Finally, violent thugs are sent a warning
IT is difficult to imagine the sickening terror of waking in the dead of night to find armed, masked burglars in your home.
But that traumatic scenario confronted Richard Osborn-Brooks last year. Grabbing a kitchen knife to protect his elderly wife, the 79-year-old told career criminal Henry Vincent – high on drugs – to ‘get out’.
When the intruder, brandishing a screwdriver, lunged forward, he was fatally impaled on the blade.
Yesterday, in a victory for common sense, a coroner ruled the raider had been ‘lawfully killed’. Frightened Mr Osborn-Brooks acted in self-defence. The judgment was a refreshing reinforcement – by a court – of the so-called ‘bash a burglar’ laws.
It is said that every Englishman’s home is his castle. So in 2013, the Tories strengthened the rules to dispel concerns that householders who used violence to repel an intruder would face prosecution.
Some argue such measures could make criminals more brutal. But the Mail asks: Could they get much more aggressive? The dead man’s mother moaned that Mr Osborn-Brooks didn’t ‘step back… like a normal person’. But is it normal to snort cocaine, grab a weapon and rob a pensioner? Answer: No.

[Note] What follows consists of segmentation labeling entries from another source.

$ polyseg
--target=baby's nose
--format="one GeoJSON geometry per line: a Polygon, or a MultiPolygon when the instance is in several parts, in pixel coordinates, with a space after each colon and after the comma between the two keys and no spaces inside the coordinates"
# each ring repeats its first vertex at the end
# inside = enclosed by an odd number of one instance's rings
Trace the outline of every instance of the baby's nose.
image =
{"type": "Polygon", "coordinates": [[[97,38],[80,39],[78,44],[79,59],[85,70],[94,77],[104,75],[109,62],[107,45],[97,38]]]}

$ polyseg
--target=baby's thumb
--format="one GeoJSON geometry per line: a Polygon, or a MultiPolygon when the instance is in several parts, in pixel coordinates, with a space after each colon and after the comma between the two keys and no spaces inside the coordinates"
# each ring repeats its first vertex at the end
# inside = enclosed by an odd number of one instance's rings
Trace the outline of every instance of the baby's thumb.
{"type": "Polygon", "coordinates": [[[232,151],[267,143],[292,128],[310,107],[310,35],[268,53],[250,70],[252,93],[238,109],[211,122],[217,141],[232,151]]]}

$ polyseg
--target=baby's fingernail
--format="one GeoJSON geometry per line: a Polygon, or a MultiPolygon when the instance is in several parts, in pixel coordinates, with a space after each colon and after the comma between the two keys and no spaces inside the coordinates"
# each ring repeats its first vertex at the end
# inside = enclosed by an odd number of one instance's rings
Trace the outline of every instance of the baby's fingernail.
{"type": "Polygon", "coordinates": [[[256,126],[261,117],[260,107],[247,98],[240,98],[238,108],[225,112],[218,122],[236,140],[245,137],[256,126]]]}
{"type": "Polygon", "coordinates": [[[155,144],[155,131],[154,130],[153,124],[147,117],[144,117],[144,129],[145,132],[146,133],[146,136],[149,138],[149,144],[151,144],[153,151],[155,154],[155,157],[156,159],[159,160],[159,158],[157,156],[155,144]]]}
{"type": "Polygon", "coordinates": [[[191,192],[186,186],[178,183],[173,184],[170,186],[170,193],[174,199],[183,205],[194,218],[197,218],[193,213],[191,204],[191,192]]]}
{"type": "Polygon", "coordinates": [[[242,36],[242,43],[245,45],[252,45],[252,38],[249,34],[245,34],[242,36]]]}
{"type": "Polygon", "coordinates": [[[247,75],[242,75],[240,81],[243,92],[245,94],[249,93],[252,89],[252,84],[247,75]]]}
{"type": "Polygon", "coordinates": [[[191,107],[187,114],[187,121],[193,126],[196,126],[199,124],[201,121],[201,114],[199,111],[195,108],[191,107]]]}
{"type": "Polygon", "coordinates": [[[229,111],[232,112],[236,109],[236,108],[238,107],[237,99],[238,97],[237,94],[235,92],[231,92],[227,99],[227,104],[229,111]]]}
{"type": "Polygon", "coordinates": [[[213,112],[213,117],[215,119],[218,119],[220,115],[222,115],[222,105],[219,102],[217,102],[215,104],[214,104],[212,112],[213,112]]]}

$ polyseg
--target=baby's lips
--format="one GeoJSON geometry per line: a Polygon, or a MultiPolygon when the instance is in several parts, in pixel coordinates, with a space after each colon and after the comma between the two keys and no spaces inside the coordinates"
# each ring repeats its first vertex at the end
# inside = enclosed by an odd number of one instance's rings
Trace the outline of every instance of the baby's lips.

Despite not being prosecuted for the killing, Mr Osborn-Brooks carries a life sentence. He is in hiding, unable to return to his old community for fear of retribution.
Because the police’s record of solving burglaries is so woeful, many criminals think they have little to fear. This ruling sends a long- overdue warning that they prey on the innocent at their peril.